Following last year's hurricane season, the most active in US history, scientific debate has intensified as US scientists seek to prove or dispute the theory that human-caused global warming and the greenhouse gas effect are unleashing more threatening natural disasters.
Despite their differences over the cause of the intense storms, most observers agree that the migration of people to the coasts and the destruction of natural landscapes by development in coastal cities has created an increasingly lethal situation.
There's also little doubt that warmer water in the Atlantic plays a role. The hotter that body of water and the air over it, the worse and more frequent the storms, which draw upon the heat energy for increasing strength, scientists say.
But in a chicken and egg type debate, they differ over what's causing the increasing temperatures -- global warming that comes from behavior, or warming that is part of a natural cycle. Others cite changes in the way the intensity of hurricanes is measured and have questioned whether the storms are even generally stronger than they were years ago.
In the most recent studies that blame human influence for the warming, a chorus of scientists points to the connection between warming waters and more intense storms.
A new study by James Elsner, a Florida State University geography professor, in the journal Geophysical Research Letter, seeks to show that the air temperatures in the Atlantic Ocean influence the ocean's surface temperatures, not vice versa. Elsner's data lends more support to the idea that it is changes in the atmosphere that have created more and stronger storms.

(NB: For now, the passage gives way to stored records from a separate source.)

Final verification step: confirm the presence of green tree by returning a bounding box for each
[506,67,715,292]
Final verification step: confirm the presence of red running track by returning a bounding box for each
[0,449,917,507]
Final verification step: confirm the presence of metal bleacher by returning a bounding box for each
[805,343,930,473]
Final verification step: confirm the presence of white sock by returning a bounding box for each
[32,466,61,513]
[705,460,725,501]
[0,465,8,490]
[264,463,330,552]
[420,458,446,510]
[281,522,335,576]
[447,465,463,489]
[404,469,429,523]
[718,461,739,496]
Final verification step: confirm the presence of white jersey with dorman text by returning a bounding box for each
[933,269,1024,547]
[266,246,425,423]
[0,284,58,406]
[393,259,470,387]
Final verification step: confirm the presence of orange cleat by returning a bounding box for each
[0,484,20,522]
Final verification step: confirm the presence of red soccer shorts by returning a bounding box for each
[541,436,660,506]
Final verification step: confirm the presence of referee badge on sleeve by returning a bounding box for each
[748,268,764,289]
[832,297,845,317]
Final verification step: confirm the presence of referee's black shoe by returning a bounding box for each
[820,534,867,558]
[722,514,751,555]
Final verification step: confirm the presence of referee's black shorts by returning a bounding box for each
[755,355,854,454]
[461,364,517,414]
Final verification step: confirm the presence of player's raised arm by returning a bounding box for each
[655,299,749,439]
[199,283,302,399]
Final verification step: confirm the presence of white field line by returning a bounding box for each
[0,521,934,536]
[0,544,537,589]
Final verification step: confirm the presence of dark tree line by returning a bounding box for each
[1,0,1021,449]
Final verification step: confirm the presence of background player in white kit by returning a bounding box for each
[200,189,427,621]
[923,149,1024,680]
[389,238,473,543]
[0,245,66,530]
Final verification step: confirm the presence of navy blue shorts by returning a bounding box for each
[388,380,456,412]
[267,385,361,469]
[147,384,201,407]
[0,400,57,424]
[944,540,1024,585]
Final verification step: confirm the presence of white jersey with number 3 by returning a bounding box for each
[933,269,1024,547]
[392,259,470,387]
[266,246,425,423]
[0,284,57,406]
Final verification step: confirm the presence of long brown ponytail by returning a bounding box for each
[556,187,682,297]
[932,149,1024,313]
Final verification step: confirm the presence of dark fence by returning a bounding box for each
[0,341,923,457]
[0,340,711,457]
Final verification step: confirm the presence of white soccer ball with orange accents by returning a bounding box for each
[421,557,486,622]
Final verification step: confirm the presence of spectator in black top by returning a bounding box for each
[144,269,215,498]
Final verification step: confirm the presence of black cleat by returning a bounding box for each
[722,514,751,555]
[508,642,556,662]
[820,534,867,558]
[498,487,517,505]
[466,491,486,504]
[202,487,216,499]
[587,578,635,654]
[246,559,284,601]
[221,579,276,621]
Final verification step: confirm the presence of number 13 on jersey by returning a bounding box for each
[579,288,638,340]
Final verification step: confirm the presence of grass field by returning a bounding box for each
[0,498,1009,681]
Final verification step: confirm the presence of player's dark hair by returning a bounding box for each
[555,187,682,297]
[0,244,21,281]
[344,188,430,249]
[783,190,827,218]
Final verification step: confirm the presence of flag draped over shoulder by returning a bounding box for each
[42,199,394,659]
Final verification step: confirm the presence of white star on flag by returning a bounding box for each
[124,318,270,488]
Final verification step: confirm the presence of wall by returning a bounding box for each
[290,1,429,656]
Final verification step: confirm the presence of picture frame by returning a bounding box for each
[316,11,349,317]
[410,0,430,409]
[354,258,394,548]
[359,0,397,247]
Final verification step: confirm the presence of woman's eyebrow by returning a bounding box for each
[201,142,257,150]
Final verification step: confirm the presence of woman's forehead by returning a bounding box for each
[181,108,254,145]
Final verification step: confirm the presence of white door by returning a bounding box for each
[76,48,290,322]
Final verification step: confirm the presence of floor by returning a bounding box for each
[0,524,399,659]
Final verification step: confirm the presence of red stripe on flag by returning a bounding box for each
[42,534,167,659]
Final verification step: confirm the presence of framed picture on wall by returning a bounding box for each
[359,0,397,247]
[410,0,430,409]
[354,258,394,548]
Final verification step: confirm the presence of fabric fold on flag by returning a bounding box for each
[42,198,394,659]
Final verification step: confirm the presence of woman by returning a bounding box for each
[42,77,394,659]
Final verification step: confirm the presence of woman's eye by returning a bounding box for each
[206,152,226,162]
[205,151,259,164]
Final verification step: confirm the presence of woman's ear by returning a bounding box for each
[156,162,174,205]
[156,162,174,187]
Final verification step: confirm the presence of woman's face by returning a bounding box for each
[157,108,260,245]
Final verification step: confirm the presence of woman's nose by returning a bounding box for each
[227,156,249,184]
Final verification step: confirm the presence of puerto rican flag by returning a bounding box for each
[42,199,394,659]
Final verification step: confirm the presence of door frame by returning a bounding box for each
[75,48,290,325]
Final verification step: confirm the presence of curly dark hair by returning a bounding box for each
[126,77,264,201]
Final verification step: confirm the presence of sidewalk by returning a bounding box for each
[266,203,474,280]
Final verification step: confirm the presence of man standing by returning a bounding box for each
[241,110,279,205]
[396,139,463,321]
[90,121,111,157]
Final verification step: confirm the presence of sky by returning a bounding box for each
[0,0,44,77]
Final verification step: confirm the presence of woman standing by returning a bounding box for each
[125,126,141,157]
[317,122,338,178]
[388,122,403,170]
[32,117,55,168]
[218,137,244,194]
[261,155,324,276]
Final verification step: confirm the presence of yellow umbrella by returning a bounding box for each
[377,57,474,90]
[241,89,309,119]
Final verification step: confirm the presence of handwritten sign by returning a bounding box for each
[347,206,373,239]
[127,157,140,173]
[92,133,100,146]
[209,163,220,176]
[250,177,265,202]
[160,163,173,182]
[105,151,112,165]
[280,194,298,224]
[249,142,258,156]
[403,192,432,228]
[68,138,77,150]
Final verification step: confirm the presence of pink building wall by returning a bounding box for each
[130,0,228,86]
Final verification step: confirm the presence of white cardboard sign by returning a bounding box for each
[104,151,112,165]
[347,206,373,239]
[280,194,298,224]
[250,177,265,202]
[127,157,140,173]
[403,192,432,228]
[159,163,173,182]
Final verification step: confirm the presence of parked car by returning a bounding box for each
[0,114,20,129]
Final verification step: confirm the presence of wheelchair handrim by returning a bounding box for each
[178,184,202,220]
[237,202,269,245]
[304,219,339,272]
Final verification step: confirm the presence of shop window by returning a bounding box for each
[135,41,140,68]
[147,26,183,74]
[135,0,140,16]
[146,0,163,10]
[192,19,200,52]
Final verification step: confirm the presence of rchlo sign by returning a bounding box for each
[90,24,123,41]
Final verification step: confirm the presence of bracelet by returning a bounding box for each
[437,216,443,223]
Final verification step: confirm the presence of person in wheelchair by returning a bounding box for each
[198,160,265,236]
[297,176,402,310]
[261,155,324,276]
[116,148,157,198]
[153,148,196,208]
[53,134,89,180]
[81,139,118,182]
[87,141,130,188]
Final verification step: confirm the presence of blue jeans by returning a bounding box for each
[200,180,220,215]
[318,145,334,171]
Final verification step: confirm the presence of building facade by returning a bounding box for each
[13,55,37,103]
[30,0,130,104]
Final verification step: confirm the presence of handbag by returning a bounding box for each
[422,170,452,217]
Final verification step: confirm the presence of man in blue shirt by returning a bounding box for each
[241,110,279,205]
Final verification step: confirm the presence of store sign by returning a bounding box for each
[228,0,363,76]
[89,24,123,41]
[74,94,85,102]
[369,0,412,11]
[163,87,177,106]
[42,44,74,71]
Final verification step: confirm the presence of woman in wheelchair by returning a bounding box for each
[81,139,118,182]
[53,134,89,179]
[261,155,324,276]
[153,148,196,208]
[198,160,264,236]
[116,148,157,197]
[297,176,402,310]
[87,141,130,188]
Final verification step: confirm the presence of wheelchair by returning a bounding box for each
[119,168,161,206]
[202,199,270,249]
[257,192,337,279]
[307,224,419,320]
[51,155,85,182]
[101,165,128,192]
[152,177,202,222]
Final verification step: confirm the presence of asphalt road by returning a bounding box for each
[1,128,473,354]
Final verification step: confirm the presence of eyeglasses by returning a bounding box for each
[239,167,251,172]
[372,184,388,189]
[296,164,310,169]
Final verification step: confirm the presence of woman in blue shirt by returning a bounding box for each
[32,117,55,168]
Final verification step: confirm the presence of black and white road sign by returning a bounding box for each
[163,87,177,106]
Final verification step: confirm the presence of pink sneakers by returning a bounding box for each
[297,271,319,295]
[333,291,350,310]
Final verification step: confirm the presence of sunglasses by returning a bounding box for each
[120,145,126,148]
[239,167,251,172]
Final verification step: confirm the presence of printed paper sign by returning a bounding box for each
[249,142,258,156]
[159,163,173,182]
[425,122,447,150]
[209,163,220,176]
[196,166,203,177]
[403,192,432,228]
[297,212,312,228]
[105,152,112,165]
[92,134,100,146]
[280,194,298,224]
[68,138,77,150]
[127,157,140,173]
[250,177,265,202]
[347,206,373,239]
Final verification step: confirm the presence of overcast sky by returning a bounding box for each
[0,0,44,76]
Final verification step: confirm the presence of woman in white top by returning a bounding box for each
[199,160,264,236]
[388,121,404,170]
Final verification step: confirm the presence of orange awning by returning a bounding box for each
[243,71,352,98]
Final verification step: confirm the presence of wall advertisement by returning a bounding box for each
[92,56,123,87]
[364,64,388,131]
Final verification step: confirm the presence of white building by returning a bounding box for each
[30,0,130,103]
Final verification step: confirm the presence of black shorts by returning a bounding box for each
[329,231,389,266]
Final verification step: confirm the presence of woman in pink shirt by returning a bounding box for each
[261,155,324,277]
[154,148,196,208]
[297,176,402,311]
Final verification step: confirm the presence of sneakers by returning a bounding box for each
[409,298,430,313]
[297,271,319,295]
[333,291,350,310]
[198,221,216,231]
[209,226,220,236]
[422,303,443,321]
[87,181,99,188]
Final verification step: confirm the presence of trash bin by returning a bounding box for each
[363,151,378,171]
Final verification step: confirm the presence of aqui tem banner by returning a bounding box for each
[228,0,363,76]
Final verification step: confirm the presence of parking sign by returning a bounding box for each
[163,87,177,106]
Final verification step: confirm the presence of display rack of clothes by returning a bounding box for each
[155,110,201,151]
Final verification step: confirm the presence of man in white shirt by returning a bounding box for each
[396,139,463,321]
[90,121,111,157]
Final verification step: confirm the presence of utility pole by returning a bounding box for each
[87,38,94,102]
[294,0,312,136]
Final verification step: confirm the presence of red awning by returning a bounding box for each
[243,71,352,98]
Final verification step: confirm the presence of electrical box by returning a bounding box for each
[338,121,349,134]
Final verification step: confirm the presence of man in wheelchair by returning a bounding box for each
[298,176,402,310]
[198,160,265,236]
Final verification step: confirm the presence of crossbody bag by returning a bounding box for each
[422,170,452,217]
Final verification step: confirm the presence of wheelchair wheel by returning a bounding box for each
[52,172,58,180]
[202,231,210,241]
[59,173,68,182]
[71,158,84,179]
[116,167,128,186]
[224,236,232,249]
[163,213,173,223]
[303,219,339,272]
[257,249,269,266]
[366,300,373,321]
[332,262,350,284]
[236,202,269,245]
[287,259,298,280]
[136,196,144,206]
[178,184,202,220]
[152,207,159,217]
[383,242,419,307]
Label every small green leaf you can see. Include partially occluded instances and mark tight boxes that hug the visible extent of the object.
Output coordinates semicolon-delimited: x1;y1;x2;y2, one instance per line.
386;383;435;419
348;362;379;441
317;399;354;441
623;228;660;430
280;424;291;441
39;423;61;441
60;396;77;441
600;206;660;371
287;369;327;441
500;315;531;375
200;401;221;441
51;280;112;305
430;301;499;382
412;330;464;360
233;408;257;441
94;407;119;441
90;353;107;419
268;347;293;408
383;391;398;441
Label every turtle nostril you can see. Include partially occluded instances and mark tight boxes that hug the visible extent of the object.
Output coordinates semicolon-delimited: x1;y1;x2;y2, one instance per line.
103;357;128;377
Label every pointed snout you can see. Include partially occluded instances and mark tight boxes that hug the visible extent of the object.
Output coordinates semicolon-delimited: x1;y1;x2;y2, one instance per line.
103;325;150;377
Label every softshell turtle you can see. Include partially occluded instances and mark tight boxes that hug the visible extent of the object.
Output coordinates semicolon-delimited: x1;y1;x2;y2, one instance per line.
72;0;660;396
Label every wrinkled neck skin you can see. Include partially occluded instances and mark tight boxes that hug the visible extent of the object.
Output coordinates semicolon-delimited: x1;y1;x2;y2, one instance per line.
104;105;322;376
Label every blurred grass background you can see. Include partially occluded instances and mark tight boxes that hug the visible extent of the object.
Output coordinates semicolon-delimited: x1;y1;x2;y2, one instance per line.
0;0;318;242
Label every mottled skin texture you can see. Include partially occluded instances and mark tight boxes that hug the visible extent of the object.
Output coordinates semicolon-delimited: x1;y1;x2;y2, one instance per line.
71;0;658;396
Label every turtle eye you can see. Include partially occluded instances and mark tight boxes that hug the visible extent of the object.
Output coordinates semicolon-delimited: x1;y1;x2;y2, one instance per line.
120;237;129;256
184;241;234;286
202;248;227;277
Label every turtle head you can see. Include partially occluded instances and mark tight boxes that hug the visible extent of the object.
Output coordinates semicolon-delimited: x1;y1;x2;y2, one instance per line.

Another climate researcher, Judith Curry, put forward the thesis in her research that increasingly high water temperatures have led to increasingly strong hurricanes. Kerry Emmanuel, a professor at the Massachusetts Institute of Technology, argues that his work found such a strong link between higher water temperatures and the intensity of hurricanes that the connection cannot be an accident.
In a report about climate change, researchers from the National Academy of Sciences state that greenhouse gases are at their highest level in 400,000 years. They write that extreme weather, such as Hurricane Katrina, "may indicate a contribution from climate change, and the likelihood [that] extreme events could increase in the future."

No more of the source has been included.